R. Hilferding: The Finance Capital. Vienna, 1923.
V.I. Lenin: Imperialism: the Highest Stage of Capitalism, in Selected Works, Vol. 1, Moscow 1970.
—: State and Revolution. L&W, London 1938.
Karl Kautsky: Selected Political Writing. Edited and translated by Patrick Goode, MacMillan, London, 1983.
Karl Marx: Contribution to the Critique of Political Economy. Chicago, 1904.
—: The Poverty of Philosophy. L&W, London, 1935.
Mao Tse-tung: The Chinese Revolution and the Chinese Communist Party, Selected Works, Vol. 3,
L&W, London, 1954.
N. Bukharin: Imperialism and World Economy.

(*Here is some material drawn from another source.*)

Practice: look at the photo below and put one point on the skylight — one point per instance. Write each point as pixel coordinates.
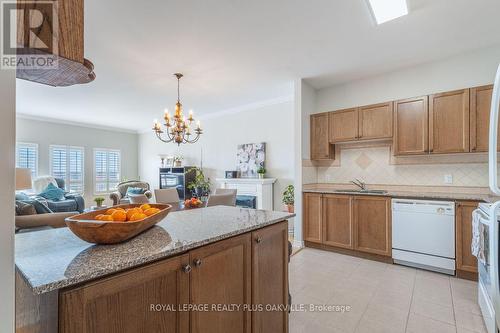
(387, 10)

London, 1925.
A. G. Frank: Capitalism and Underdevelopment in Latin America. New York, 1967.
—: Dependent Accumulation and Underdevelopment. MacMillan, London, 1978.
P. M. Sweezy: The Theory of Capitalist Development. London, 1946.
I. Wallerstein: The Modern World System. New York 1974.
R. Luxemburg: The Accumulation of Capital. Routledge and Kegan Paul, 1951.
P. Bandhu (ed.): Back to Basics—A JC Kumarappa Reader. Odyssey, Ootacamund, 2011.
Arghiri Emmanuel: Unequal Exchange: A Study of the Imperialism of Trade. Monthly Review Press, 1972.